An early notice of David Jonkin's merchant activity appears in a manuscript record of Edinburgh's Baillie court. It was found in April 1616 that Elizabeth Nicholson owed Jonkin £47 for goods. She had bought the items from Jonkin when her husband John Aslowane was still alive, and it was a principle of Scottish law that a husband was responsible for the payments of debts contracted by his wife.[1]
Jonkin was able to extend credit, and in August 1623 lent 500 guilders to Alexander Erskine at The Hague. Erskine, a son of John Erskine, Earl of Mar (1558–1634), was at the court of Elizabeth Stuart, Queen of Bohemia and was equipping himself to fight in her cause.[2]
Jonkin sold food, wine, coal, and other goods, and owned and held part shares in a number of ships. In 1625 he was part owner of the St John of Leith, built in Rotterdam in 1624,[3] with George Gourlay as master, and had shares in the Alexander and Love of Leith, and the Bruce.[4]
David Jonkin was fined for breaking Edinburgh's market regulations in 1624 when it was discovered he was buying imported food in Burntisland to profiteer during a famine.[5] He sold claret and white wine to the Earl of Winton in 1628.[6]
Jonkin and a business partner David Cruikshanks shipped cloth to Spain in the Blessing of Leith in October 1633. The textiles, re-exported rather than manufactured in Scotland, included coloured buckram, say, and "ambobrudge buckasie", a Hamburg cloth.[7] Jonkin was Cruikshank's landlord for a property on the Royal Mile.[8]

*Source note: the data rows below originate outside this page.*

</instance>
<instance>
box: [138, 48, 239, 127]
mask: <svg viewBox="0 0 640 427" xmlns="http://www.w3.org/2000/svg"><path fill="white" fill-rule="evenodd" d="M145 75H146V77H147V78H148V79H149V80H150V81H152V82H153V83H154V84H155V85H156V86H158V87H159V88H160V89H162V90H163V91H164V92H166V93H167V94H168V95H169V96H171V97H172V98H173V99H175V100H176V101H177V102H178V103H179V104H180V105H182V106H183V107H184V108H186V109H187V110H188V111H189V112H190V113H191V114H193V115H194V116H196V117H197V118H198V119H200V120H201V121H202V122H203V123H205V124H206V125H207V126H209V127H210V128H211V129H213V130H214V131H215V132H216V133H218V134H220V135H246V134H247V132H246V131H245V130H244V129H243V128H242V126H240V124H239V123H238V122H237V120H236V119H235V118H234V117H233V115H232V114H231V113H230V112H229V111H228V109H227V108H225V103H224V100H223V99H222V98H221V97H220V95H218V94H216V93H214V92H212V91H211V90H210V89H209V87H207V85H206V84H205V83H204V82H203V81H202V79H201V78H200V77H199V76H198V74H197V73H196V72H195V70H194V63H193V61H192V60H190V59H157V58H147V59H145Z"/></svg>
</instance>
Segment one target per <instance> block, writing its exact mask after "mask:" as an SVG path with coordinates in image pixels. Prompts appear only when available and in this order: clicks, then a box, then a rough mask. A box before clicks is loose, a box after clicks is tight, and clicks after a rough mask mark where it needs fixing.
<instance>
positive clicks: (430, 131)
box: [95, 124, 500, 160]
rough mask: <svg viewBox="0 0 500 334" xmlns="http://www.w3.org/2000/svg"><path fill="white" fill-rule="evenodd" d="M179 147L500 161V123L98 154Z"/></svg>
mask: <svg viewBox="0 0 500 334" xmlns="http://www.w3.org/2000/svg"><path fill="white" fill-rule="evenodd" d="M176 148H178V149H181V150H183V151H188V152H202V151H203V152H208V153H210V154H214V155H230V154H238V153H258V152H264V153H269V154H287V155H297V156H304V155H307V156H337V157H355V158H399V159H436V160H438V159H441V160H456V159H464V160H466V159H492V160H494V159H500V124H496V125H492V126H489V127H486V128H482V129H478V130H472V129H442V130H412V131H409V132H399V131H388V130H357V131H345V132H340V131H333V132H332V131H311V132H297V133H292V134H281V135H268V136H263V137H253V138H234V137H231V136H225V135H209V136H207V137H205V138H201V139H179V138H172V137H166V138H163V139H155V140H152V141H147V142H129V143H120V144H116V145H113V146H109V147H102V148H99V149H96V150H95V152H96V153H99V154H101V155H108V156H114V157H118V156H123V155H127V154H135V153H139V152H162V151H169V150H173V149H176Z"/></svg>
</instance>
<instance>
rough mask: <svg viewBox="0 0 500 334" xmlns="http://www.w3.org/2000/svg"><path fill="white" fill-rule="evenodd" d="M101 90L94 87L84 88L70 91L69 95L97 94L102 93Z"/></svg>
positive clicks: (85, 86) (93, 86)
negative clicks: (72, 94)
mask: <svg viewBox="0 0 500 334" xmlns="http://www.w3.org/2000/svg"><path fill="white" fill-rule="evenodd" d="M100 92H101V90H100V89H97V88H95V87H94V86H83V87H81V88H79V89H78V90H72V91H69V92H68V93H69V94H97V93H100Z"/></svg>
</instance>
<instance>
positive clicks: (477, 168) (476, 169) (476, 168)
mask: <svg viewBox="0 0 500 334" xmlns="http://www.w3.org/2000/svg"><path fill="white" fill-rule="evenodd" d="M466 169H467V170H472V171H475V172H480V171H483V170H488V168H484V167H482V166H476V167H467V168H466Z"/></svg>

In 1634 Jonkin and Patrick Wood had a patent to start manufacturing cables and rope for ships and recruit foreign craftsmen for their works in Edinburgh or Leith.[9]
Jonkin had a booth or shop situated under the Tolbooth in Edinburgh, rented from the burgh council.[10]
By 1636 David Jonkin acquired joint ownership with Thomas Gledstanes of a house on Edinburgh's Lawnmarket on the High Street now called Gladstone's Land.[11] They had flats in the building, and their tenants included two lawyers, Andrew Hay and John Adamson.[12]
Jonkin supported the Scottish Covenant in 1639 by selling firearms to the Earl of Argyll and buying a warship in Holland.[13]
He married twice. His first wife, Margaret Lauder or Baxter died in November 1625, her children were Hercules, John, and Margaret Jonkin.
Jonkin died on 28 February 1641.[14]
His will lists his stock, including armour, and the value of his five ships,[15] and sums of money owing to him, and debts for making gunpowder. The Earl of Moray had bought wainscot timber from Jonkin.